Many thanks to SWLing Post contributor, John (G3VUO), who shares the following:
Hi Tomas,
Seeing [the] article about RCI prompted me to remember the halcyon days of SW Listening.
I still have my RCI Shortwave Club certificate issued in 1965 when I was only 14 years old!
In those days you had to monitor their broadcasts regularly and send listening reports on (if I remember correctly) green airmail reception forms every month.
Hope the attached may give other readers some memories.
73
John G3VUO
Wow! Thank you for sharing this, John. Those were, indeed, the halcyon days of shortwave radio listening!
Post readers: Please comment if you’ve also received a certificate from RCI!
I got mine October 1965 # 3170 I was 15 years old still have it
I got my Radio Canada Shortwave Club Certificate (No.16682) on March 7, 1975, when I was 22 years old. That time I was living in India, before migrating to Canada. That time listening to Radio Canada from such a distance was not an easy task.

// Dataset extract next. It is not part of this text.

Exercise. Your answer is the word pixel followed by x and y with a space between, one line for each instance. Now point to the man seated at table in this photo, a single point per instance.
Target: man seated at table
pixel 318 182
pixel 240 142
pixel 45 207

Yes, those were the days, so many great SW broadcasts in English. DXing, collecting QSL cards & my NRC buddies got me thru my teen years. Great times indeed! 73s
I have kept most of my early shortwave QSL’s and collectibles. I began in the hobby in 1977, so I don’t have anything that old. However, I was a member of The Maple Leaf Mailbag Army that was part of the Sunday program hosted by Ian Jones. It lasted until about 2012. It was a great variety show full of humor, different kinds of music, etc.
Thats very cool. A true blast from th past. I would have been 6 years old in 1965. Still too young to DX.
I have certificate #2268 from February 1965 issued when I was 13 years old. I am so thankful my late Mother saved all my certificates and QSLs from back then.
Mine was issued shortly after, 8th February 1965 number 2254. I was 13 years old. I also remember having a letter read out on Earle Fisher’s Listeners Corner. I was living just outside of Whitby, Yorkshire, twin town of Whitby, Ontario. I also had two cousins born and living near Toronto, all of which was mentioned in my letter. My parents let the editor of our local paper, The Whitby Gazette, known about this and there was a brief piece about it in their next issue.